Canadian small businesses
© The Globe and Mail
Canadian small businesses in lockdown
The Canadian economist Douglas Allen has written a paper reviewing the literature on the costs and benefits of lockdown. Early studies, he argues, made a number of erroneous assumptions, which led them to overestimate the benefits and underestimate the costs.

Such studies overestimated the benefits of lockdowns insofar as they used overly pessimistic values of key epidemiological parameters; they assumed people would not change their behaviour voluntarily in response to the pandemic; and they assumed the "value of a statistical life" is independent of age. And they underestimated the costs of lockdowns insofar as they only took into account the effects on GDP.

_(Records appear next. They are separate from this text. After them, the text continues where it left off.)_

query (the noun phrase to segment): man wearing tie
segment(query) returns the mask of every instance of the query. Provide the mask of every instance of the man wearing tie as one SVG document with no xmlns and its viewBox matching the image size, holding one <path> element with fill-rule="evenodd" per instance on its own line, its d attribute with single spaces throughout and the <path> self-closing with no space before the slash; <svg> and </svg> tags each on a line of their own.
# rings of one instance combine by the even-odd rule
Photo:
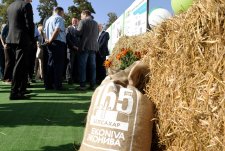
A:
<svg viewBox="0 0 225 151">
<path fill-rule="evenodd" d="M 27 85 L 27 54 L 34 38 L 32 0 L 15 0 L 7 9 L 9 32 L 6 49 L 15 58 L 10 100 L 25 99 Z"/>
<path fill-rule="evenodd" d="M 108 49 L 108 41 L 109 41 L 109 33 L 103 30 L 103 25 L 98 25 L 99 29 L 99 51 L 96 54 L 96 67 L 97 67 L 97 83 L 100 84 L 102 80 L 106 77 L 106 69 L 104 67 L 104 61 L 106 60 L 106 56 L 109 55 Z"/>
<path fill-rule="evenodd" d="M 66 79 L 68 84 L 78 81 L 78 57 L 77 51 L 80 43 L 80 38 L 76 35 L 76 30 L 79 20 L 72 18 L 72 25 L 66 30 L 66 42 L 68 45 L 67 59 L 69 60 L 66 69 Z"/>
</svg>

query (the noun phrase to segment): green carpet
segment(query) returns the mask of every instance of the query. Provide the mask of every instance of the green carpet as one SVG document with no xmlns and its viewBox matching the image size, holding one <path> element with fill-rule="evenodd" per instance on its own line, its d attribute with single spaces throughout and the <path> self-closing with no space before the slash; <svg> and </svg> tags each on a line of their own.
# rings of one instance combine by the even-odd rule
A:
<svg viewBox="0 0 225 151">
<path fill-rule="evenodd" d="M 29 100 L 10 101 L 0 82 L 0 151 L 75 151 L 83 138 L 92 91 L 45 91 L 33 84 Z"/>
</svg>

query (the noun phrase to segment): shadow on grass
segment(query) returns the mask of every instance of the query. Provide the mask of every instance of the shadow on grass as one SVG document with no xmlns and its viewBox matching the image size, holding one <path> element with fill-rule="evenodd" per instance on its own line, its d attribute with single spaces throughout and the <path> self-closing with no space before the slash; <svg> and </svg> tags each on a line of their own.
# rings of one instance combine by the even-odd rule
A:
<svg viewBox="0 0 225 151">
<path fill-rule="evenodd" d="M 80 144 L 66 144 L 60 146 L 45 146 L 41 151 L 78 151 Z"/>
<path fill-rule="evenodd" d="M 0 104 L 0 127 L 84 126 L 89 105 L 89 101 Z"/>
</svg>

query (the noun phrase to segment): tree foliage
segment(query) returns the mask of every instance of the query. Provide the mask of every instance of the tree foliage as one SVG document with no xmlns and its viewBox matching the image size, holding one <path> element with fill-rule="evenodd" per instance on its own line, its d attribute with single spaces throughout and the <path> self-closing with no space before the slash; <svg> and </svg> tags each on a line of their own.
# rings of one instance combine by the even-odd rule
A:
<svg viewBox="0 0 225 151">
<path fill-rule="evenodd" d="M 74 5 L 68 7 L 68 13 L 65 15 L 66 25 L 70 25 L 71 19 L 73 17 L 80 19 L 80 14 L 82 10 L 89 10 L 92 13 L 95 13 L 91 2 L 88 0 L 73 0 Z"/>
<path fill-rule="evenodd" d="M 116 20 L 117 20 L 117 15 L 114 12 L 109 12 L 107 14 L 107 16 L 109 17 L 107 24 L 105 25 L 105 28 L 109 28 Z"/>
<path fill-rule="evenodd" d="M 40 22 L 43 22 L 46 17 L 51 16 L 54 7 L 56 7 L 57 5 L 58 3 L 56 0 L 39 0 L 37 10 L 41 18 Z"/>
<path fill-rule="evenodd" d="M 0 3 L 0 25 L 6 23 L 7 8 L 14 0 L 2 0 Z"/>
</svg>

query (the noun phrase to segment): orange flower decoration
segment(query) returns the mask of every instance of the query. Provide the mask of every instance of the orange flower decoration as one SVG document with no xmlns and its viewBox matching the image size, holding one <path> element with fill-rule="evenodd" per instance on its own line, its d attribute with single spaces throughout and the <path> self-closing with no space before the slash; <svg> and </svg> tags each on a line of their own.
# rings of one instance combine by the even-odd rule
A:
<svg viewBox="0 0 225 151">
<path fill-rule="evenodd" d="M 122 49 L 121 55 L 125 56 L 127 54 L 127 52 L 129 51 L 129 49 Z"/>
<path fill-rule="evenodd" d="M 112 65 L 112 61 L 110 61 L 109 59 L 104 61 L 105 68 L 109 68 L 111 65 Z"/>
<path fill-rule="evenodd" d="M 121 59 L 121 57 L 122 57 L 122 56 L 121 56 L 121 54 L 120 54 L 120 53 L 116 55 L 116 59 L 117 59 L 117 60 L 120 60 L 120 59 Z"/>
<path fill-rule="evenodd" d="M 138 58 L 138 59 L 141 59 L 141 52 L 140 51 L 135 51 L 135 56 Z"/>
</svg>

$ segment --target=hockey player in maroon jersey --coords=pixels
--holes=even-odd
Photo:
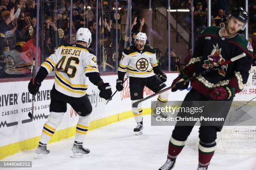
[[[242,90],[246,84],[252,63],[251,45],[244,37],[238,33],[240,30],[244,29],[248,20],[247,12],[239,8],[233,10],[228,16],[225,28],[210,27],[204,30],[199,35],[195,46],[192,58],[174,80],[172,85],[175,85],[172,91],[175,92],[178,89],[187,88],[188,82],[184,84],[176,83],[177,82],[245,52],[246,55],[245,57],[192,79],[191,85],[192,88],[184,100],[232,101],[235,94]],[[216,108],[215,112],[220,113],[221,109],[224,107],[229,110],[231,102],[223,105],[222,108]],[[180,113],[179,112],[177,116]],[[225,118],[228,113],[221,114],[222,116],[224,115],[223,116]],[[173,168],[176,158],[184,146],[194,127],[194,125],[182,126],[178,123],[182,123],[176,124],[169,141],[167,160],[159,170],[170,170]],[[222,128],[222,126],[213,125],[201,125],[200,128],[197,170],[207,169],[214,153],[217,132],[220,131]]]

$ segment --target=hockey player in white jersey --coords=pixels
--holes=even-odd
[[[123,90],[123,78],[126,73],[130,78],[132,104],[143,98],[145,86],[154,92],[158,92],[166,86],[164,82],[167,80],[167,77],[158,65],[154,49],[145,45],[146,40],[146,33],[140,32],[137,34],[135,45],[128,47],[123,50],[118,69],[116,89],[119,91]],[[167,102],[168,96],[168,91],[159,95],[157,98],[159,107],[163,107]],[[138,105],[138,108],[132,109],[137,123],[133,131],[136,135],[141,135],[143,129],[141,103]],[[166,118],[167,116],[164,113],[161,113],[159,115],[155,114],[154,116]]]
[[[100,78],[96,57],[88,48],[92,42],[90,31],[87,28],[79,28],[77,32],[76,41],[75,45],[59,47],[41,65],[36,76],[34,85],[32,79],[28,84],[28,91],[35,95],[47,75],[54,70],[56,71],[54,83],[51,92],[50,113],[48,120],[44,126],[35,158],[49,153],[46,145],[67,111],[67,103],[79,115],[71,156],[77,157],[89,153],[90,150],[82,145],[92,111],[91,102],[86,95],[86,77],[98,86],[101,98],[108,100],[112,94],[109,84],[104,83]]]

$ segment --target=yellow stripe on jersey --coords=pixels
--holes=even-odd
[[[118,67],[118,71],[125,71],[125,72],[126,72],[126,70],[127,70],[127,68],[125,68],[125,69],[123,69],[123,68],[120,68],[119,67]]]
[[[142,115],[142,112],[139,113],[133,113],[133,115],[136,116],[140,116],[141,115]]]
[[[99,70],[96,68],[86,68],[84,69],[84,72],[86,72],[88,71],[95,71],[96,72],[99,72]]]
[[[136,71],[136,72],[138,72],[140,71],[138,71],[137,70],[135,69],[134,68],[133,68],[132,67],[131,67],[131,66],[128,67],[128,68],[129,69],[130,69],[130,70],[130,70],[131,71]],[[153,70],[153,68],[151,68],[149,69],[149,70],[148,70],[148,71],[146,71],[148,72],[151,72],[152,70]]]
[[[138,53],[138,52],[137,52],[136,51],[136,52],[133,52],[132,53],[131,53],[131,54],[130,54],[129,55],[134,55],[134,54],[137,54],[137,53]]]
[[[85,48],[79,48],[79,47],[72,47],[72,46],[67,46],[67,47],[65,47],[65,46],[64,46],[64,45],[61,45],[61,47],[63,48],[72,48],[72,49],[76,49],[76,50],[84,50],[84,51],[86,51],[87,52],[89,52],[88,50],[86,50],[86,49],[85,49]]]
[[[76,130],[76,132],[77,132],[78,133],[80,133],[81,134],[86,135],[87,134],[87,132],[84,132],[82,131],[80,131],[80,130],[78,130],[77,129]]]
[[[46,123],[44,124],[44,126],[46,127],[47,128],[48,128],[48,129],[50,129],[50,130],[51,130],[53,131],[55,131],[56,130],[55,129],[54,129],[53,128],[51,127],[51,126],[49,126],[48,125],[47,125]]]
[[[53,134],[49,133],[48,132],[45,130],[44,129],[43,129],[43,132],[45,133],[47,135],[48,135],[48,136],[50,136],[51,137],[52,137],[52,135],[53,135]]]
[[[67,90],[68,91],[70,91],[71,92],[76,92],[77,93],[86,94],[86,90],[84,90],[84,91],[79,91],[79,90],[74,90],[71,89],[70,88],[69,88],[66,86],[65,85],[63,85],[62,83],[61,83],[61,82],[60,82],[59,81],[59,80],[57,79],[56,77],[55,77],[55,82],[56,82],[57,84],[58,84],[58,85],[59,86],[61,87],[61,88],[64,88],[65,90]]]
[[[147,54],[154,54],[154,53],[152,53],[152,52],[148,52],[147,51],[146,51],[145,53],[147,53]]]
[[[49,61],[50,62],[51,62],[51,64],[52,64],[52,65],[55,67],[55,66],[56,65],[55,64],[55,63],[54,63],[54,62],[53,62],[53,61],[52,60],[51,60],[50,58],[47,58],[46,59],[46,60]]]
[[[77,123],[77,126],[79,128],[82,128],[84,129],[88,129],[89,128],[89,126],[84,126],[84,125],[79,124],[78,123]]]
[[[76,87],[76,88],[87,88],[88,85],[83,85],[83,84],[72,84],[68,80],[66,79],[64,77],[61,75],[60,74],[59,74],[59,71],[58,70],[56,70],[56,74],[62,80],[64,81],[67,84],[70,85],[71,86]]]
[[[87,68],[90,68],[90,67],[92,67],[93,68],[93,67],[96,67],[96,68],[98,68],[98,65],[96,65],[95,66],[93,66],[92,65],[87,65],[87,66],[86,66]]]
[[[157,64],[157,62],[156,62],[155,63],[151,63],[150,64],[151,64],[151,65],[152,65],[152,67],[155,67],[158,65],[158,64]]]
[[[120,63],[120,64],[119,64],[119,65],[120,65],[120,66],[121,66],[121,67],[123,67],[123,68],[124,68],[127,67],[127,66],[128,66],[128,65],[123,65],[121,64],[121,63]]]
[[[49,69],[49,71],[50,71],[50,72],[51,72],[51,71],[52,71],[52,68],[51,67],[51,65],[50,65],[50,64],[48,63],[48,62],[44,62],[42,64],[42,65],[44,65],[47,68],[48,68],[48,69]]]
[[[130,72],[130,73],[134,74],[149,74],[153,72],[153,70],[150,71],[149,72],[135,72],[129,70],[127,70],[127,72]]]

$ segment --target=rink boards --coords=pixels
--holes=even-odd
[[[178,73],[166,74],[166,84],[170,86]],[[115,90],[116,75],[102,76],[105,82],[110,83],[112,91]],[[54,80],[45,80],[34,100],[34,111],[31,120],[28,116],[32,111],[32,96],[28,91],[28,81],[0,83],[0,159],[20,151],[35,148],[37,145],[44,123],[49,114],[50,91]],[[124,85],[124,90],[117,92],[112,101],[105,105],[99,96],[97,88],[88,82],[87,94],[92,106],[91,122],[89,130],[133,116],[130,98],[128,79]],[[171,93],[170,100],[182,100],[187,90]],[[143,95],[153,94],[148,88],[144,90]],[[150,114],[151,101],[157,97],[143,102],[143,114]],[[50,142],[74,136],[78,116],[68,104],[64,118],[57,129]]]

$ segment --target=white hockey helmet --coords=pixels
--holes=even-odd
[[[89,47],[92,42],[92,33],[87,28],[80,28],[77,30],[76,38],[76,41],[87,42],[87,47]]]
[[[146,41],[147,40],[147,35],[146,35],[146,33],[139,32],[136,35],[136,37],[135,37],[135,41],[136,41],[136,39],[145,41],[145,42],[144,43],[144,44],[146,44]]]

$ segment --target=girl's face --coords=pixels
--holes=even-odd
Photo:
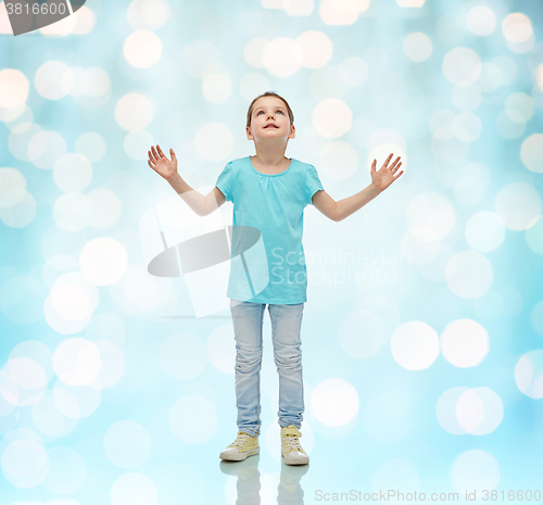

The "value of a statistical life" is a concept used by economists and political scientists to compare the impact of different policies. It is calculated by observing how much individuals are willing to pay to avoid a given level of risk. For example, researchers can examine the relationship between wages and fatality rates across occupations, while holding other factors constant. (Crab fishermen get paid a lot more than fruit pickers, in part because their work is more risky.)

However, the "value of a statistical life" is lower at older ages, particularly above age 65. Since the vast majority of those who die of COVID-19 are older than 65, assuming the "value of a statistical life" is independent of age will lead one to overestimate the benefits of policies that aim to reduce mortality from COVID-19.

Allen then reviews studies that have attempted to disentangle the impacts of lockdowns versus voluntary changes in behaviour. He concludes:
"all of them find that mandated lockdowns have only marginal effects and that voluntary changes in behavior explain large parts of the changes in cases, transmissions, and deaths."
Finally, Allen undertakes his own cost-benefit analysis of Canada's lockdowns. Following the economist Bryan Caplan, he assumes that the average Canadian valued life under lockdown 5/6ths as much as the alternative, which implies that Canadians lost 6.3 million life years as a result of the lockdowns. Allen claims that this figure exceeds any plausible estimate of the number of life years saved.

Even if you don't agree with his assumptions, Allen's paper is worth reading in full.